Kylie was working at the Nunawading Swimming Club, primarily in the schools swimming program. It was a job she loved, especially as its flexible days and hours gave her the time to care for her young family.

But early last year she began questioning whether swim teachers at Nunawading were being underpaid, especially compared to other Victorian pool centres.

“We took it to management to negotiate, but they said no, even though coaches at other pools were being paid significantly more,” Kylie says.

“I spoke to the union, who said we needed to get more members. So I started a drive to recruit swimming teachers.”

Kyle says she became the delegate after she had taken it on herself to do the hard work during Melbourne’s lockdown.

“As the member numbers grew they asked me to volunteer. We started with none, then two, and ended up with 50 members.”

Kylie says she told management the workers were being underpaid, threatened to report them to the Fair Work Ombudsman, and they were forced to negotiate.

“It took a lot of work and at one stage they sacked us all – three weeks into JobKeeper,” she says.

“We threatened to go to media and protest outside the local council building if they didn’t give us our jobs back within 24 hours.

“It was a bit hairy sitting in meetings with the Nunawading legal team. But the settlement eventually came to $1.9 million plus super.”

Kylie says the settlement covered 351 staff who worker on site at one time or another over a six-year period from 2013.

“It was quite a surprise as I thought they might owe us $3000 or $4000. In the end the back payments ranged from $15,000 up to $75,000 each for AWU members who were there for the whole six years.”
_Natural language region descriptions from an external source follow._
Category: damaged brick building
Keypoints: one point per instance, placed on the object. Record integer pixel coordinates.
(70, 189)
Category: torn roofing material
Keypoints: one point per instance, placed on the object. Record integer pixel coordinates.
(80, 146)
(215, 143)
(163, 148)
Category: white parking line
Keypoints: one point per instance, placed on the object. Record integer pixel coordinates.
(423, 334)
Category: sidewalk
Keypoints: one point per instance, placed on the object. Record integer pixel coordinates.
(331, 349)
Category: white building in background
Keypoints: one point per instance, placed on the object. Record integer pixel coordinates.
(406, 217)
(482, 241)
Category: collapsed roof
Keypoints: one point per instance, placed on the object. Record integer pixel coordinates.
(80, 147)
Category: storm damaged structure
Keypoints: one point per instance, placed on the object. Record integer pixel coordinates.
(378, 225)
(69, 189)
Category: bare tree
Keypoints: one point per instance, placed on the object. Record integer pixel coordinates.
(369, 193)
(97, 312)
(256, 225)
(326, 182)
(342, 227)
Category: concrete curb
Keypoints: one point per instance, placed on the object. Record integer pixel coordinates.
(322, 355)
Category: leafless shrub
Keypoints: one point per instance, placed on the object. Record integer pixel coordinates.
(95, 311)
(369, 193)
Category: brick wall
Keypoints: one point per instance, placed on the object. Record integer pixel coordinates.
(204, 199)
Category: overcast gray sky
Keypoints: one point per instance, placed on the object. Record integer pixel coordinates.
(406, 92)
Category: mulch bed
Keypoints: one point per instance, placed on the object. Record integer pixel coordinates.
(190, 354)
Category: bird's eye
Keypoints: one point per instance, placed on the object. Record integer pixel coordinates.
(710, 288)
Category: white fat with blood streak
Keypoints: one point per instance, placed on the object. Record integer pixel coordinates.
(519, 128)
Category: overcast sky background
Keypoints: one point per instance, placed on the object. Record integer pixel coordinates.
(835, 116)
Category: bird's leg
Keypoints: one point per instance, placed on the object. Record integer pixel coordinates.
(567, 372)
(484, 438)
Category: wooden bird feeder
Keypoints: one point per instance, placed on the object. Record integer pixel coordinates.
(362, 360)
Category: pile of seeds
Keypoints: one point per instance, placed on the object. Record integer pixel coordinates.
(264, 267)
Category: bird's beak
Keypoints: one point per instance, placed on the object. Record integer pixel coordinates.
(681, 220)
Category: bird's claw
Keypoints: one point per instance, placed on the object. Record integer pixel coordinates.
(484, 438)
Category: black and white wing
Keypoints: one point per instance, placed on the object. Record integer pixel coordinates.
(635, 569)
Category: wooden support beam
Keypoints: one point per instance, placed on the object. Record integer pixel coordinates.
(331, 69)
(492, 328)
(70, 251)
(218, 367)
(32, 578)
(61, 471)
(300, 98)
Kylie says she couldn’t have done it without AWU organisers Guy Stevenson and Catherine Hinton: “They were great help, always good, always open to sit down and help.

“On my own it would have been impossible to find time to deal with all the factors, such as how many people were working and how many hours.”

With the dispute behind her Kylie has moved to a new role at Knox Leisure Works. She delights in saying she has since bought many of her Nunawading workers with her.

“It’s been really good as swim teachers are in short supply.

“Now I am a manager, I tell all new workers they should join their union.

“Things can go so wrong for people in this industry and Nunawading was only the tip of the iceberg. The award is difficult to read and lot of people take advantage of that.

“I am no pushover, but I’m fair and don’t like people taking advantage of others, especially young workers.”

What does she think about being delegate of the year: “It was great to be recognised by others for the work and time I put into it.

“And I encourage others to join our union – the Swim Instructors Association. It’s small and it needs to get bigger.”